Generate CUDA Code from Deep Learning Networks

Deploy trained deep learning networks with Deep Learning Toolbox.

Deploy End-to-End Deep Learning Algorithms

将各种培训的深度学习网络(包括Reset-50,SEGNET和LSTM)从深度学习工具箱到NVIDIA GPU。使用预定义的深度学习层或定义特定应用程序的自定义图层。生成用于预处理和后期后处理的代码以及您培训的深度学习网络以部署完整的算法。

生成优化的推理代码

GPU Coder generates code with a smaller footprint compared with other deep learning solutions because it only generates the code needed to run inference with your specific algorithm. The generated code calls optimized libraries, including TensorRT and cuDNN.

使用CUDNN的TITAN V GPU与VGG-16的单个图像推断。

Optimize Further Using TensorRT

Generate code that integrates with NVIDIA TensorRT, a high-performance deep learning inference optimizer and runtime. Use INT8 or FP16 data types for an additional performance boost over the standard FP32 data type.

Improving execution speed with TensorRT and INT8 data types.

深度学习Quantization

Quantize your deep learning network to reduce memory usage and increase inference performance. Analyze and visualize the tradeoff between increased performance and inference accuracy using the Deep Network Quantizer app.

Optimize the Generated Code

GPU Coder automatically optimizes the generated code. Use design patterns to further increase performance.

Minimize CPU-GPU Memory Transfers and Optimize Memory Usage

GPU Coder automatically analyzes, identifies, and partitions segments of MATLAB code to run on either the CPU or GPU. It also minimizes the number of data copies between CPU and GPU. Use profiling tools to identify other potential bottlenecks.

Profile reports identifying potential bottlenecks.

Invoke Optimized Libraries

使用GPU编码器生成的代码呼叫优化的NVIDIA CUDA库,包括图特子,CUDNN,CUSOLVER,袖口,CUBLA和推力。尽可能从MATLAB工具箱函数生成的代码映射到优化库。

Generated code calling functions in the optimized cuFFT CUDA library.
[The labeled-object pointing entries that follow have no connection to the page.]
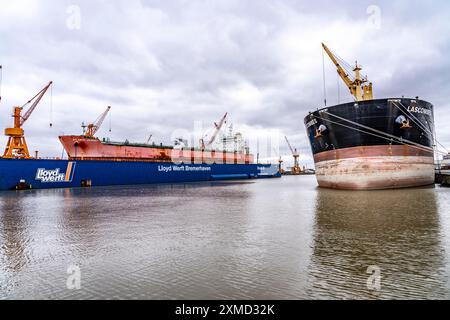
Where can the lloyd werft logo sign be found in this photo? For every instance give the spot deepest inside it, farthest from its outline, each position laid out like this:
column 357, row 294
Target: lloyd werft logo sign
column 55, row 175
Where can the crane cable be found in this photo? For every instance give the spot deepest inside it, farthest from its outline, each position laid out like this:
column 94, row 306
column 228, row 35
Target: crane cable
column 1, row 80
column 324, row 80
column 51, row 106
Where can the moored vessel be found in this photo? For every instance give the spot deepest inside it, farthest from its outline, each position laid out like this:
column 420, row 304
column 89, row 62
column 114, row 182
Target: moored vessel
column 372, row 143
column 94, row 162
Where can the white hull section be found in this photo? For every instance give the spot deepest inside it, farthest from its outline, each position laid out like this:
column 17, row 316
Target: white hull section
column 371, row 173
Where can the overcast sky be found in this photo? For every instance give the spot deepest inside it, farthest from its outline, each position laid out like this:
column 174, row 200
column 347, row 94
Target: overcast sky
column 163, row 65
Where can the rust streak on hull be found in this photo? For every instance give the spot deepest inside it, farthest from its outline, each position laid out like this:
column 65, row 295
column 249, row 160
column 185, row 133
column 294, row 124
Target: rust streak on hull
column 375, row 167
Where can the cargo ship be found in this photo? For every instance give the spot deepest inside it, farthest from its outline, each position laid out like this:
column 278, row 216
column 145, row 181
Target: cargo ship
column 94, row 162
column 371, row 143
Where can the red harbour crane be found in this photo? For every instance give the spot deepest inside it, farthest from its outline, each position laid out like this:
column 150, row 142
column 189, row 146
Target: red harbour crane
column 17, row 146
column 217, row 128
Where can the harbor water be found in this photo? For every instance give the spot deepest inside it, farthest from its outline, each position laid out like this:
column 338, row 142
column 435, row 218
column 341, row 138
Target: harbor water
column 268, row 239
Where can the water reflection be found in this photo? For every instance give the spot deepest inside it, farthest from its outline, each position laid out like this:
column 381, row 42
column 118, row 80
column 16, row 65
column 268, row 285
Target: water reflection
column 398, row 231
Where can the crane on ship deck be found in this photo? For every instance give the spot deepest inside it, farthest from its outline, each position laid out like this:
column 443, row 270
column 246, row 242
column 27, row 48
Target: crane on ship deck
column 17, row 145
column 92, row 128
column 217, row 128
column 296, row 168
column 359, row 86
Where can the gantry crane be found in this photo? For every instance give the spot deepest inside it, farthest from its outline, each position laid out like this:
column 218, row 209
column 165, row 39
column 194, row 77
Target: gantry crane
column 17, row 146
column 359, row 87
column 217, row 128
column 296, row 168
column 92, row 128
Use Design Patterns for Further Acceleration

Design patterns such as stencil processing use shared memory to improve memory bandwidth. They are applied automatically when using certain functions such as convolution. You can also manually invoke them using specific pragmas.

模板加工设计模式。

Prototype on Hardware

Get to hardware fast with automatic conversion of your algorithm to CUDA code.

Prototype on NVIDIA Jetson and DRIVE Platforms

Automate cross-compilation and deployment of generated code onto NVIDIA Jetson and DRIVE platforms using GPU Coder Support Package for NVIDIA GPUs.

NVIDIA Jetson平台上的原型设计。

Access Peripherals and Sensors from MATLAB and Generated Code

Remotely communicate with the NVIDIA target from MATLAB to acquire data from webcams and other supported peripherals for early prototyping. Deploy your algorithm along with peripheral interface code to the board for standalone execution.

Access peripherals and sensors from MATLAB and generated code.

Move from Prototyping to Production

使用GPU编码器与嵌入式编码器与生成的CUDA代码并排以交互方式跟踪MATLAB代码。验证使用循环(SIL)和循环处理器(PIL)测试的硬件上运行的生成代码的数值行为。

Interactive traceability report using GPU Coder with Embedded Coder.

Accelerate Algorithms

Generate CUDA code and compile it for use inside MATLAB and Simulink.

Accelerate Algorithms Using GPUs in MATLAB

将生成的CUDA代码作为MAX功能从MATLAB代码到速度执行,但效果会根据MATLAB代码的性质而有所不同。配置文件生成MEX函数以识别瓶颈并关注您的优化工作。

Accelerate Simulink Simulations Using NVIDIA GPUs

When used with Simulink Coder, GPU Coder accelerates compute-intensive portions of MATLAB Function blocks in your Simulink models on NVIDIA GPUs.

Latest Features

Simulink Support

生成,构建和将Simulink模型部署到NVIDIA G金宝appPU

深度学习Simulink Support

Generate, build, and deploy deep learning networks in Simulink models to NVIDIA GPUs

Persistent Variables

Create persistent memory on the GPU

小波工具箱代码生成

Generate code for FFT-based FIR filtering and Short-time Fourier transform using dwt, dwt2, modwt, and modwtmra

深度学习

为自定义图层生成代码

Multi-Input Networks

Generate code for networks that have multiple inputs

长短期内存(LSTM)网络

Generate code for convolutional LSTM and network activations

IO Block Library for NVIDIA Hardware

Access NVIDIA hardware peripherals using GPU Coder Support Package for NVIDIA GPUs

看看发行说明for details on any of these features and corresponding functions.